Your answer, however, brought me right back to the original reason for my question. You said, “if you had received all of that money at once, today, then you could have gone out and invested it all and made more money with it.” But what reason is there to think that you could actually have that money today to reinvest and make more money with? If you don’t have the money yet, you don’t have the money, so I’m struggling to see where the opportunity cost is for something that you don’t have and - in the case of the profits, at least - have never had. Unless you have identified some other investment stream that could net you immediate returns (in which case, surely, you would pick that investment!), then how can you speculate that there is even a chance of having your investment profits any sooner? I mean, $20k is only more valuable for me today than it is in a year if I actually could have it today, right? What am I missing?
Hi @David Sienema -
Thanks for your kind words about my book — and sorry if my answer cast more shadows than light on your question. Permit me to try again.
I’m not suggesting that the process of discounted cash flow analysis implies that you actually receive future earnings in hand today. Rather, the DCF is a process you can use to estimate the value of an asset and potentially compare it to a competing opportunity.
Think of it this way: The stream of future cash flows is an asset, same as any other tangible asset you might buy, like a Tesla or a Rembrandt. How do you decide how much you are willing to pay for it?
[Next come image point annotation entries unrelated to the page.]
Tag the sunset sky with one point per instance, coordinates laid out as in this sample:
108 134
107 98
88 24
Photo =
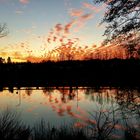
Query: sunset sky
36 26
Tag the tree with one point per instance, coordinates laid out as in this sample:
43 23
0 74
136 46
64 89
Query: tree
3 30
123 23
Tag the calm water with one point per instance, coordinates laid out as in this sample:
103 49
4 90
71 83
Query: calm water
98 107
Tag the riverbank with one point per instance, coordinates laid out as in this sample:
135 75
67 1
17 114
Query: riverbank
113 72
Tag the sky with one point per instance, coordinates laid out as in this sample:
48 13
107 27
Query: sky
37 24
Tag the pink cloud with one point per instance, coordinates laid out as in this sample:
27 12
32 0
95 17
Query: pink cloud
24 1
76 13
93 8
19 12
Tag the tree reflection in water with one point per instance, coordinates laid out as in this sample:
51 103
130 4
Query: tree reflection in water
113 112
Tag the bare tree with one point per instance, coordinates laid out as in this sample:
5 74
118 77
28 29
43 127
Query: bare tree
3 30
123 19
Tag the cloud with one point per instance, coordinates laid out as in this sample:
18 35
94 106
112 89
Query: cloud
76 12
69 26
19 12
24 1
94 8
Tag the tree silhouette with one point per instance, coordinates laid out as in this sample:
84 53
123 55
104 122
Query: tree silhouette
123 19
3 30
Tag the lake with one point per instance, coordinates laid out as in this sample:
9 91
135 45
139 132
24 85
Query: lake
97 107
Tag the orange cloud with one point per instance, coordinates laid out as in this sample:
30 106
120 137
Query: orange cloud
24 1
69 26
19 12
76 13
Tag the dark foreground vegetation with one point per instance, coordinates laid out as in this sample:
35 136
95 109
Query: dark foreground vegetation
113 72
102 128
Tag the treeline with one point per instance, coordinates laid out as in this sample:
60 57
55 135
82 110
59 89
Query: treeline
115 72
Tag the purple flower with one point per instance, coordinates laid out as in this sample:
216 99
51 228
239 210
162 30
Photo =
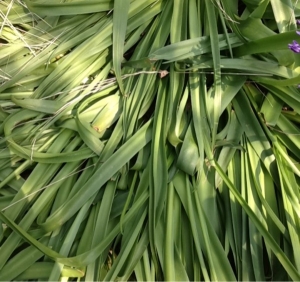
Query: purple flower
295 47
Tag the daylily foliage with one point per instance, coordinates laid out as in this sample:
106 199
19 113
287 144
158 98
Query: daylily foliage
149 140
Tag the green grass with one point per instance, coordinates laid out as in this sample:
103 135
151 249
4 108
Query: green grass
149 140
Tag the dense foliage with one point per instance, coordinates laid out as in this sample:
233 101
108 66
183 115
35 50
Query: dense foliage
149 140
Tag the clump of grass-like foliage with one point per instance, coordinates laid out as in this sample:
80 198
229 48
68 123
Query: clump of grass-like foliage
149 140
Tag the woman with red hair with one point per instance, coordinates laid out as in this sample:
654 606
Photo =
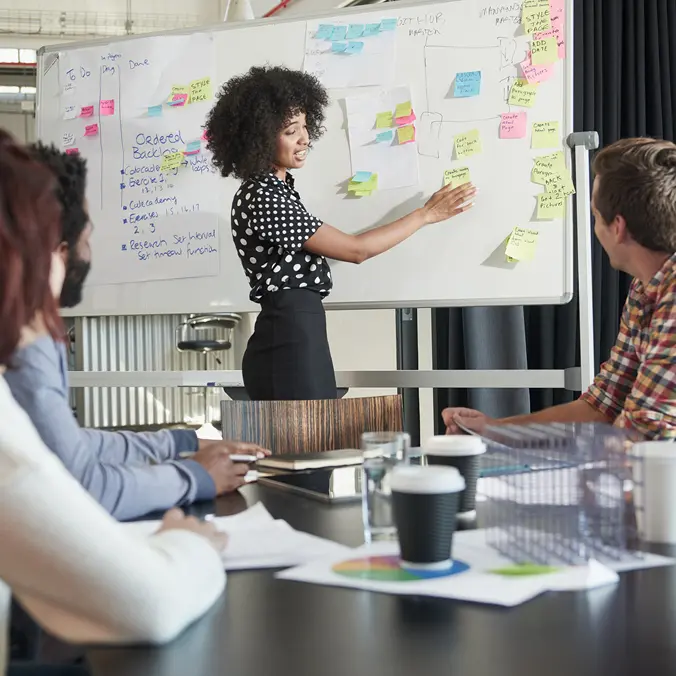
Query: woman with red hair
79 573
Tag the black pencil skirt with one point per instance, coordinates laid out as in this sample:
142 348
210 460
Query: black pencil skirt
288 355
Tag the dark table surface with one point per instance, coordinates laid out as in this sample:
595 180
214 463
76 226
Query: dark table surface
263 626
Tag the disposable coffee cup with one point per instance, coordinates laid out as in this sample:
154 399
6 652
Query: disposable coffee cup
654 472
464 453
424 505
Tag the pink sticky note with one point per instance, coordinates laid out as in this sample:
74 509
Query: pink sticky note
107 107
536 74
513 125
409 119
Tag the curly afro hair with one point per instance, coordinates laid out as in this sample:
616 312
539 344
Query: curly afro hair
252 109
71 175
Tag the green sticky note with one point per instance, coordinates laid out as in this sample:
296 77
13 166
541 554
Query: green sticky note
551 205
200 90
457 177
468 144
522 244
544 52
546 135
403 109
384 120
523 94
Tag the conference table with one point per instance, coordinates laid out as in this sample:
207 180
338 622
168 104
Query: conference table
267 627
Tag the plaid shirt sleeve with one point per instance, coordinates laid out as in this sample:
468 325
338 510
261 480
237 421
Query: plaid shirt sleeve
614 383
651 407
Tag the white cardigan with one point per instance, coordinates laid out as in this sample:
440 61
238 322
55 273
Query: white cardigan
74 568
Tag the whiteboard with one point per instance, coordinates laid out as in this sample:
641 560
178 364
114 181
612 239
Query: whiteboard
457 263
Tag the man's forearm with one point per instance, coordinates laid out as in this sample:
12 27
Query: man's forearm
575 411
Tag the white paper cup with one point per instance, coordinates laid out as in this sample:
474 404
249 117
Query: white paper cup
654 470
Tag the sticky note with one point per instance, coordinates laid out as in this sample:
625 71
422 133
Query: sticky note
546 135
324 31
536 74
513 125
551 205
385 136
200 90
467 84
355 30
523 94
406 134
544 52
192 148
457 177
354 47
522 244
339 33
171 161
468 144
384 120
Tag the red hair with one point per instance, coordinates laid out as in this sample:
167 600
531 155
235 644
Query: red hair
30 223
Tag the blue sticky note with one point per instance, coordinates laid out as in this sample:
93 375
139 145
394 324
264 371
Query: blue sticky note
324 31
467 84
338 32
356 30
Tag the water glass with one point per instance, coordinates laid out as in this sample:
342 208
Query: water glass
382 452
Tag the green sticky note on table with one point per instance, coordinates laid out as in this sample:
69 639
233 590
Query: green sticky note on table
523 94
468 144
551 205
457 177
522 244
544 52
403 109
171 161
384 120
546 135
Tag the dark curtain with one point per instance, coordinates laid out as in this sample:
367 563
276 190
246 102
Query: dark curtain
625 65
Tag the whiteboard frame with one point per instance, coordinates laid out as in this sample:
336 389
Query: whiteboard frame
45 63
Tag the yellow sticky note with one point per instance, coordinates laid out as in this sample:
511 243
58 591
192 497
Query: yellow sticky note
522 244
384 120
546 135
403 109
171 161
551 205
523 94
544 52
468 144
200 90
457 177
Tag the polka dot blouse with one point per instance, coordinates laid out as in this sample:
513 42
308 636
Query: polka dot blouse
270 225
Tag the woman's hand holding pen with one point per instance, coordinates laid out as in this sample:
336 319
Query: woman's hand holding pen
449 202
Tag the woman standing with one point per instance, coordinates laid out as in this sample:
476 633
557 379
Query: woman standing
262 126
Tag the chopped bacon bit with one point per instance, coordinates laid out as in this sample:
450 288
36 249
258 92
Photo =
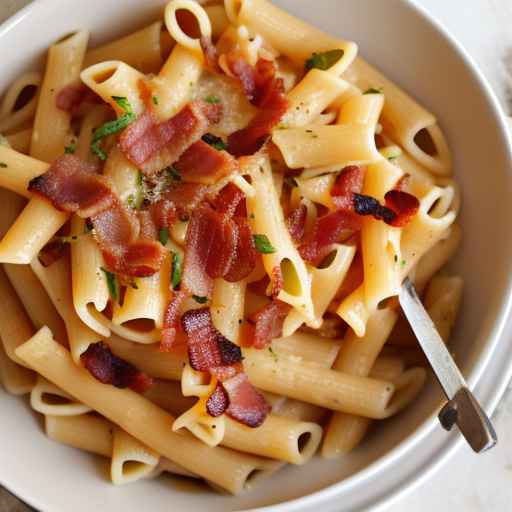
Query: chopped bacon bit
203 349
73 98
51 252
218 402
152 146
202 163
245 255
349 182
296 223
273 105
242 70
404 205
269 323
72 185
172 321
106 367
231 201
185 197
210 53
328 230
277 281
246 404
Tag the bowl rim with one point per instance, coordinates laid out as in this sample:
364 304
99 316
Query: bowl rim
454 440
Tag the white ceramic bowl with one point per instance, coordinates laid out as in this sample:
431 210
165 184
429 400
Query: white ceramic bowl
418 54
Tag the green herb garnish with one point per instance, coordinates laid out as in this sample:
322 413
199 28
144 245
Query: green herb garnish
176 270
213 100
112 127
323 60
374 90
214 141
173 173
70 149
112 284
163 236
263 244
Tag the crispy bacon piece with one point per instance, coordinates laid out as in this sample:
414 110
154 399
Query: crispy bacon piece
103 365
349 182
328 230
399 209
172 321
152 146
246 404
72 185
296 223
231 201
268 323
245 255
276 281
210 351
74 98
270 98
202 163
404 205
51 252
218 402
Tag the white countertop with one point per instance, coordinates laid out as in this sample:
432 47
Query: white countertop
467 483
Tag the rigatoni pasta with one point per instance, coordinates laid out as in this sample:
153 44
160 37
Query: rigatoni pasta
222 207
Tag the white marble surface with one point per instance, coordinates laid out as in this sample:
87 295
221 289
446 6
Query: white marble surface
468 483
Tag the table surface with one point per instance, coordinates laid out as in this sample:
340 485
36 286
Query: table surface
468 483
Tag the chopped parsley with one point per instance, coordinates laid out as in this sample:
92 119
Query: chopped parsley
374 90
323 60
176 270
173 173
214 141
112 127
213 100
163 236
112 284
263 244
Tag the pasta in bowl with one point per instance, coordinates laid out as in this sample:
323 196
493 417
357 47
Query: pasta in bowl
206 224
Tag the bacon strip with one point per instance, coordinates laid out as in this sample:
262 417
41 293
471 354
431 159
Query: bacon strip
202 163
72 185
210 351
269 97
296 223
246 404
328 230
152 146
268 322
103 365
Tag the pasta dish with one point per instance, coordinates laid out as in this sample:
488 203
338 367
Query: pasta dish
204 230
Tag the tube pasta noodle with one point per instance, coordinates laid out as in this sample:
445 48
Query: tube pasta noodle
56 280
266 216
11 117
54 362
244 195
48 399
141 50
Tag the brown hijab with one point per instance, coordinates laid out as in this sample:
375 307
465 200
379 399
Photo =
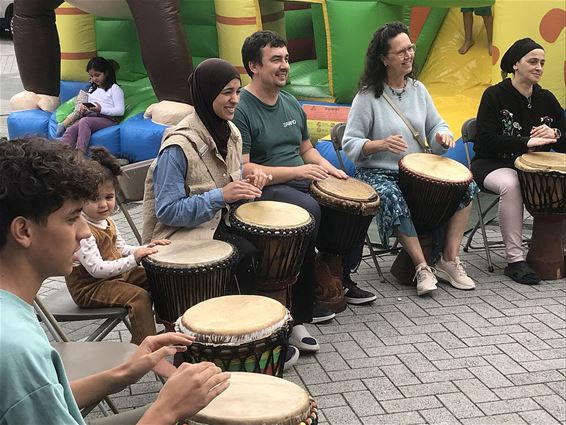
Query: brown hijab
205 83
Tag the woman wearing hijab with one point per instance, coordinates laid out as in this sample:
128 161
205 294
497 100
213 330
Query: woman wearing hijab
515 116
197 173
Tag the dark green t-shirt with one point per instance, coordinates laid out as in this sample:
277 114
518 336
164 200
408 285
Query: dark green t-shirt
272 135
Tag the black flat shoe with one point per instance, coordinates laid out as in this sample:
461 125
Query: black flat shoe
521 273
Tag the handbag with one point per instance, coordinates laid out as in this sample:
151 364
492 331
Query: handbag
420 140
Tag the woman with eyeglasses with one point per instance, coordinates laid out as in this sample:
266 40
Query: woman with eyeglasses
376 138
516 116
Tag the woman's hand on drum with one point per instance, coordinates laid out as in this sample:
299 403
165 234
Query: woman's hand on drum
241 189
258 178
143 251
543 131
394 144
539 141
191 388
310 172
445 140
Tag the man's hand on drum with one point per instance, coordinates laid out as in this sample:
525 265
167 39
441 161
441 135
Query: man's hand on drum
310 172
543 131
151 355
258 178
445 140
239 190
539 141
191 388
394 144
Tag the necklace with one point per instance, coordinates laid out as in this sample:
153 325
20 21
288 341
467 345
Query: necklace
398 93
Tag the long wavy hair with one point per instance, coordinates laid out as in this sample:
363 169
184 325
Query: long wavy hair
375 71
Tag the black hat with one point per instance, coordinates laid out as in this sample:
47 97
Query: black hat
514 54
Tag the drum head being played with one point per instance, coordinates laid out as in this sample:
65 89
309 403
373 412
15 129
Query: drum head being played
350 189
234 315
192 253
254 399
436 167
272 215
542 161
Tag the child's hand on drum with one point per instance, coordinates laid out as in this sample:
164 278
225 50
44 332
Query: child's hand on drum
158 242
445 140
236 191
142 251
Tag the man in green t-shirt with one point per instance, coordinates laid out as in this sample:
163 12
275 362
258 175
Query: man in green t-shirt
276 139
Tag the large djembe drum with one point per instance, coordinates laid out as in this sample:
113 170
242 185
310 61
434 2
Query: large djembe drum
542 176
433 187
245 333
185 273
347 208
279 231
254 399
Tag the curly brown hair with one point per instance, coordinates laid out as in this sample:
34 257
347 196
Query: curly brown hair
37 176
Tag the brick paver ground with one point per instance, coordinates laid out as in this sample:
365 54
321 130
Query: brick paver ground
495 355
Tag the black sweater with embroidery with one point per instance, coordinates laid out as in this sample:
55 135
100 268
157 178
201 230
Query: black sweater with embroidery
505 120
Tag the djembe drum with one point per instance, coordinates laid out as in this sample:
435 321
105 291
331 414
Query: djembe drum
245 333
347 208
279 231
185 273
542 176
433 187
254 399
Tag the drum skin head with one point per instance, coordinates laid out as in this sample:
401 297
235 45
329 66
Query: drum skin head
191 253
253 399
233 315
542 161
350 189
272 215
436 167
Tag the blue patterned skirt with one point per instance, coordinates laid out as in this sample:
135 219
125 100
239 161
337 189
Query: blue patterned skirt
393 211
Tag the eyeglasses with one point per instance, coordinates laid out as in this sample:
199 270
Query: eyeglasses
403 52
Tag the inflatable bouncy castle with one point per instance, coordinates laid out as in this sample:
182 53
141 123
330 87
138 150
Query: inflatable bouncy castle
157 46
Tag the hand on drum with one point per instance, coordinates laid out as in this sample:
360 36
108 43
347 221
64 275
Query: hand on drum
242 189
191 388
151 354
543 131
258 178
394 144
539 141
445 140
310 172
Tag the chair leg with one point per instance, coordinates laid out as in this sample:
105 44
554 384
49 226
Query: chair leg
374 258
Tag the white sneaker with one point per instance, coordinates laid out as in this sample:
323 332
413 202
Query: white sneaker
426 280
453 272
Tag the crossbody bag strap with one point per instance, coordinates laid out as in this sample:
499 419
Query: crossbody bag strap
420 140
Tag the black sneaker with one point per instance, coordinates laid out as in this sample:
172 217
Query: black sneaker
291 358
321 314
355 295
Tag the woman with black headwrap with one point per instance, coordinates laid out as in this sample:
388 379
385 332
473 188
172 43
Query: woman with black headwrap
197 173
515 116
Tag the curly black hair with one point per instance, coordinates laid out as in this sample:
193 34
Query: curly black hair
375 72
109 165
251 49
37 176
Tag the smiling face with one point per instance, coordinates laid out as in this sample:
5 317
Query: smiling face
224 105
274 68
530 67
53 243
104 206
399 58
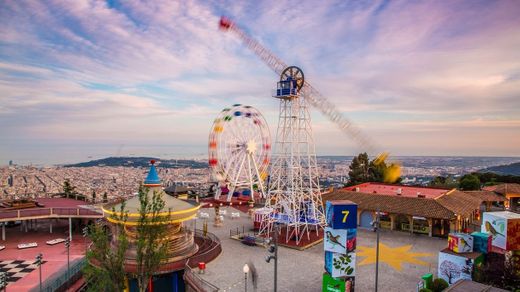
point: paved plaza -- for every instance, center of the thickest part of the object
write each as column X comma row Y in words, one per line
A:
column 404, row 258
column 54, row 256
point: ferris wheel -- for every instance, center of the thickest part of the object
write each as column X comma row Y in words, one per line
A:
column 239, row 151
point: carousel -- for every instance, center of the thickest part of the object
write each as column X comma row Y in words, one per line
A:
column 178, row 215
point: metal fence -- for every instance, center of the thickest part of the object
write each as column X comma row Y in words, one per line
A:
column 58, row 281
column 196, row 283
column 48, row 212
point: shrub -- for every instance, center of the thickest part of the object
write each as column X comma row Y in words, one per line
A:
column 439, row 285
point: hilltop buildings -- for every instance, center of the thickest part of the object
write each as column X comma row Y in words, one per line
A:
column 431, row 211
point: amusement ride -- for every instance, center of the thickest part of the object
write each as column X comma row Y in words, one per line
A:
column 293, row 191
column 239, row 151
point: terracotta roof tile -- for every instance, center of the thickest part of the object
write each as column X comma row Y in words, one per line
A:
column 459, row 202
column 505, row 189
column 487, row 196
column 423, row 207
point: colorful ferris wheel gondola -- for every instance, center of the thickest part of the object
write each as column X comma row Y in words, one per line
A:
column 239, row 151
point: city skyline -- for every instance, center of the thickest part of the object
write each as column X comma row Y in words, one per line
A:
column 92, row 78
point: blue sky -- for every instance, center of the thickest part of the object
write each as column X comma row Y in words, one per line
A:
column 95, row 78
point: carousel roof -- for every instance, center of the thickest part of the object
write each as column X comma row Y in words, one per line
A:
column 178, row 210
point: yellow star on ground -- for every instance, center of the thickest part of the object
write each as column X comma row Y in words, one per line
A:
column 393, row 256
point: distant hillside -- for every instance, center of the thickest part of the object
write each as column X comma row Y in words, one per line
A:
column 509, row 169
column 141, row 162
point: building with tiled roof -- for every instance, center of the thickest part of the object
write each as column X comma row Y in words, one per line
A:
column 431, row 211
column 511, row 192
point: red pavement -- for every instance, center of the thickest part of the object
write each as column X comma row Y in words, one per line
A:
column 391, row 190
column 55, row 256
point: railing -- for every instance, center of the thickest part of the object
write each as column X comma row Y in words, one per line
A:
column 48, row 212
column 206, row 255
column 416, row 228
column 59, row 279
column 241, row 234
column 195, row 282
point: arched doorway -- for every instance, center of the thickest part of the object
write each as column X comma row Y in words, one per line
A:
column 366, row 219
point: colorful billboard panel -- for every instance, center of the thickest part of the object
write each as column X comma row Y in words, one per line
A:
column 335, row 240
column 481, row 242
column 460, row 242
column 331, row 284
column 341, row 214
column 504, row 228
column 453, row 266
column 340, row 265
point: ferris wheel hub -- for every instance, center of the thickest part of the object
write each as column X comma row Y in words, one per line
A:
column 251, row 147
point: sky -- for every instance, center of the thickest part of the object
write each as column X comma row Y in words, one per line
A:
column 88, row 79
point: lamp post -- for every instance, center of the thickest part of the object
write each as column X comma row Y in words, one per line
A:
column 67, row 245
column 273, row 250
column 3, row 281
column 39, row 259
column 245, row 269
column 376, row 224
column 85, row 235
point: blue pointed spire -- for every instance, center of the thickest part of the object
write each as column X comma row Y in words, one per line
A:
column 153, row 177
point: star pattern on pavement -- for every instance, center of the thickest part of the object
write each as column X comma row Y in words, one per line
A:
column 392, row 256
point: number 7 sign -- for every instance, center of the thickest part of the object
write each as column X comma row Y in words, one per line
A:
column 341, row 214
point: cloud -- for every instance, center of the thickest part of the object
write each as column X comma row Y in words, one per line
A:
column 110, row 70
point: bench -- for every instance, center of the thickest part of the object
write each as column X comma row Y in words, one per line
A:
column 27, row 245
column 55, row 241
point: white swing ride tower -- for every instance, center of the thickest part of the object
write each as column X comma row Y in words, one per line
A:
column 293, row 197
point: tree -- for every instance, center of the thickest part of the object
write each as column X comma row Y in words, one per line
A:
column 359, row 170
column 68, row 189
column 450, row 270
column 439, row 285
column 469, row 182
column 362, row 170
column 105, row 269
column 151, row 229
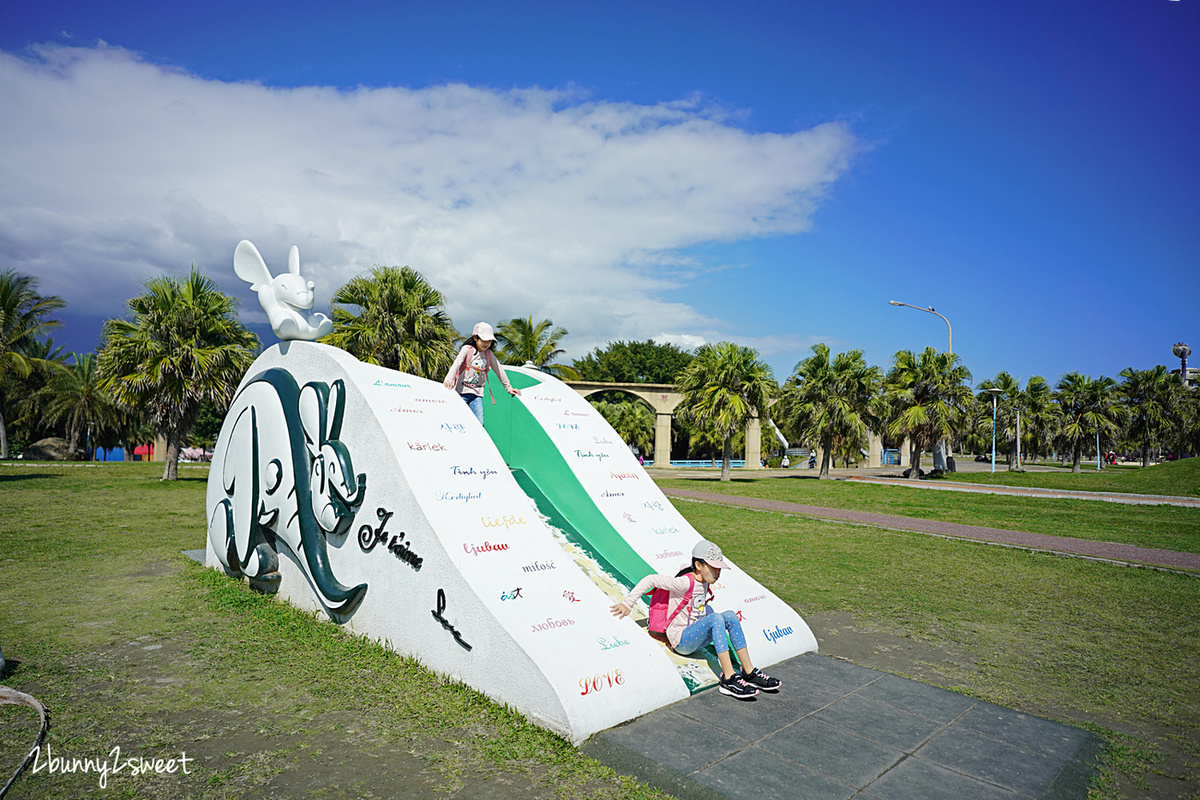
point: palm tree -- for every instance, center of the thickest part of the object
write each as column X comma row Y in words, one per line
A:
column 1090, row 409
column 1152, row 397
column 22, row 322
column 73, row 396
column 401, row 323
column 522, row 342
column 724, row 386
column 829, row 402
column 184, row 346
column 924, row 400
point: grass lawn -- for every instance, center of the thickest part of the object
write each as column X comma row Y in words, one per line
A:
column 1110, row 648
column 1179, row 479
column 1164, row 527
column 131, row 644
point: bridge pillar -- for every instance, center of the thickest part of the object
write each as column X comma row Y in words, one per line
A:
column 663, row 439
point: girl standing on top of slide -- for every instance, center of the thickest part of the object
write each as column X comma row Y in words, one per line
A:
column 696, row 625
column 468, row 373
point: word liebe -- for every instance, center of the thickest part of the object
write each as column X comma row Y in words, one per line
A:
column 597, row 683
column 551, row 624
column 483, row 473
column 507, row 521
column 486, row 547
column 778, row 633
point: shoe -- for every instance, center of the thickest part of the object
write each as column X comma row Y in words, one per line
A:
column 737, row 687
column 762, row 680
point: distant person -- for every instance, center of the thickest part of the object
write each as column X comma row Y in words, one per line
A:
column 468, row 373
column 693, row 624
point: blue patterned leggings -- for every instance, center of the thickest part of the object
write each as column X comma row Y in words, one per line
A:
column 723, row 630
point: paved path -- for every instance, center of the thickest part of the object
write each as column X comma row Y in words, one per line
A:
column 1060, row 545
column 838, row 731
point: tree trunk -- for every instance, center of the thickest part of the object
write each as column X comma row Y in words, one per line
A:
column 173, row 445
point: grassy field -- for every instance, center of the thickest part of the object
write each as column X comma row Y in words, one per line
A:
column 1177, row 479
column 1164, row 527
column 131, row 644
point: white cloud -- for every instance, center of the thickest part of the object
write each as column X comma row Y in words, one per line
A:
column 511, row 203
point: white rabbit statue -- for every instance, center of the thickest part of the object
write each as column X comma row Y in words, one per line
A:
column 285, row 296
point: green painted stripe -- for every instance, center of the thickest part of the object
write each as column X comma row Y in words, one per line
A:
column 545, row 474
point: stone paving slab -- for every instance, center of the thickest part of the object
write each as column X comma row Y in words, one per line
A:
column 839, row 731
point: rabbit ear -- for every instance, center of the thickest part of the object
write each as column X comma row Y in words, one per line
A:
column 249, row 265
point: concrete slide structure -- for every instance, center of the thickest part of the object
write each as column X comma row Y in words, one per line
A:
column 493, row 558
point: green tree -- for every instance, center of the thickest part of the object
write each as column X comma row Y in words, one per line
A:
column 634, row 362
column 631, row 419
column 401, row 323
column 1090, row 409
column 520, row 342
column 184, row 346
column 829, row 401
column 1152, row 397
column 925, row 400
column 723, row 388
column 75, row 398
column 23, row 320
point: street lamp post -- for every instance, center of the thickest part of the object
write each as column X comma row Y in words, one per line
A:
column 942, row 450
column 995, row 392
column 949, row 334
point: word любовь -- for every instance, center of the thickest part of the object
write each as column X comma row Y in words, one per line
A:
column 505, row 521
column 109, row 765
column 438, row 614
column 369, row 537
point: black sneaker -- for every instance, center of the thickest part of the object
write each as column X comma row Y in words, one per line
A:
column 762, row 680
column 737, row 687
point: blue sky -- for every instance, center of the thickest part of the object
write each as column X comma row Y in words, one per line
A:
column 765, row 173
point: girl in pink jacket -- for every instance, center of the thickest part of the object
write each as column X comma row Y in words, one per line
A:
column 695, row 624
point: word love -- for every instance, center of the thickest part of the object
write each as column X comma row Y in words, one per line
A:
column 592, row 684
column 505, row 521
column 617, row 642
column 486, row 547
column 778, row 633
column 438, row 614
column 371, row 536
column 481, row 473
column 551, row 624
Fortunately, it’s a bit more straightforward with a piece of income-producing real estate than it is with an Old Master. The asset you’re buying is a series of future cash flows — including the proceeds of the resale at the end of your holding period, which is your final cash flow in this series — but the value to you is not the sum of their face values. Rather, it’s the sum of their discounted values, discounted at rate that you would consider to be a suitable rate of return for a successful investment.
So if you calculate that the discounted value of the projected future cash flows from this property — say each value is discounted at 10% per year — equals $20,000, then you would be willing to spend $20,000 to purchase that asset because you would then expect to get a 10% return on your investment.
It doesn’t mean that purchasing the property is going to put $20k in your hand today, day one. It does suggest that you have cash available today to invest, presumably $20k (remember, investing means you have skin in the game), and you expect to receive an income stream in return for that investment at a rate of return acceptable to you.
In short, the DCF process is a method of valuation, and it’s a decision-making process. Is the discounted income stream going to be worth the price you pay for it? If not, DCF is telling you that you would probably want to take your money elsewhere.
Thank God for questions and conversations like these. Can we have more of these and less "should I open an LLC...... well it depends on your goals" threads.